Digital inclusion in the metaverse
Developers are working towards an inclusive metaverse, and to this end, a number of best practices and key aspects have been designed that, depending on the needs of people the developers are working to build virtual universes full of diversity and to break down barriers.
In this case, the best ally in the multiverse space will be the subtitles, differentiating between subtitles that only reflect the dialogue and captions or descriptive subtitles, which reflect other types of sounds, e.g. laughter, explosions, moods, etc.
It is also advisable to take care of the typography and to favour legibility against the background. Meta recommends using San Serif on a solid white background or a black background with opacity.
It is important to understand that visual impairment goes beyond blindness. Colour blindness or low vision problems such as cataracts or a reduced visual field are also visual impairment. In this context, there are three recommendations for text which include modifying the font size, avoiding colour contrast and the possibility of modifying the position of the text.
For colour blindness, if a virtual space is based on colours for the game mechanics, developers should provide various options for the user to modify it. In the case of people with total blindness, sounds and touch are the main ally. Thanks to haptic feedback and sound description of the elements, total blindness would be possible in the metaverse.
At least four aspects related to motor disability must be taken into account: locomotion, body position, accuracy and single-handedness.
- Locomotion or movement: it is important to incorporate different elements of locomotion into the metaverse access accessories (VR goggles or controllers). To do this, the turn options must be configured, as well as the speed, or opt for teleport with snap turn.
- Body position: people in wheelchairs still have difficulties in playing and accessing the virtual space of the metaverse.

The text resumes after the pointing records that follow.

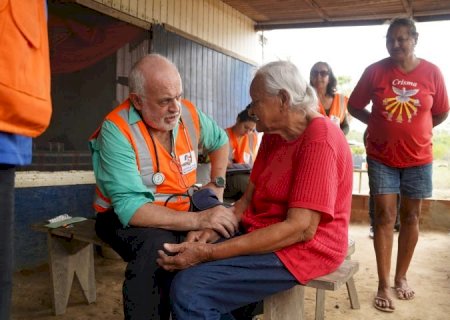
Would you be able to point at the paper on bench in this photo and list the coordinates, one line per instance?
(61, 223)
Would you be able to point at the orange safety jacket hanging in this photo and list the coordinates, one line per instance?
(176, 183)
(25, 102)
(338, 108)
(242, 150)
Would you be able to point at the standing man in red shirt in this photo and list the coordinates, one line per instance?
(409, 98)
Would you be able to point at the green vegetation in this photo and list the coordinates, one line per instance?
(441, 143)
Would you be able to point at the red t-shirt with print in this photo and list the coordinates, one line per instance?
(313, 172)
(400, 125)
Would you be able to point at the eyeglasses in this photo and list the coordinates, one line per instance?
(400, 41)
(322, 73)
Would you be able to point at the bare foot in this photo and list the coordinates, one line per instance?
(404, 292)
(383, 302)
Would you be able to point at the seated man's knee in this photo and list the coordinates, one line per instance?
(181, 291)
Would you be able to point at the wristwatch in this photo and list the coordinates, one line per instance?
(219, 182)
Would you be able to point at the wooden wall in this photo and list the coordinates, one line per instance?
(211, 21)
(216, 83)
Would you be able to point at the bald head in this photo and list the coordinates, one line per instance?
(151, 69)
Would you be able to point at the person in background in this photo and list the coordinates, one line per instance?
(145, 158)
(243, 142)
(294, 214)
(25, 111)
(409, 98)
(331, 103)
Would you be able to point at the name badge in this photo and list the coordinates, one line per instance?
(188, 162)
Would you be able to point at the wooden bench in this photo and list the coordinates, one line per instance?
(71, 252)
(289, 304)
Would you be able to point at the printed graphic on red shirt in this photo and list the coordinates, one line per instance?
(403, 106)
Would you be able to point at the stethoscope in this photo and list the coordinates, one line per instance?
(158, 177)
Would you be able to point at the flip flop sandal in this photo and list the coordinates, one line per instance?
(384, 309)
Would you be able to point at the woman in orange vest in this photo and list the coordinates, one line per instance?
(25, 109)
(331, 104)
(243, 147)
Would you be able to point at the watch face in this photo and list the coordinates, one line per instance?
(220, 182)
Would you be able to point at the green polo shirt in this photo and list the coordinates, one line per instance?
(115, 169)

Some platforms have already included in their VR goggles the option to simulate that the user is standing.
- Accuracy: In this respect, many applications already have a magnetised menu. A kind of invisible magnet that sticks to the closest position to the body, to interact more accurately.
- Single hand: the single hand option facilitates access for those who have suffered the loss of this part of the body.
- Intellectual disability The metaverse can be a great ally to promote learning for people with intellectual disabilities. The space, from the child’s or adult’s point of view, will be a video game to have fun with, but at the same time, they will be learning basic solutions for their learning. For example, concepts of group work, understanding relationships, recognising emotions or skills such as imagination.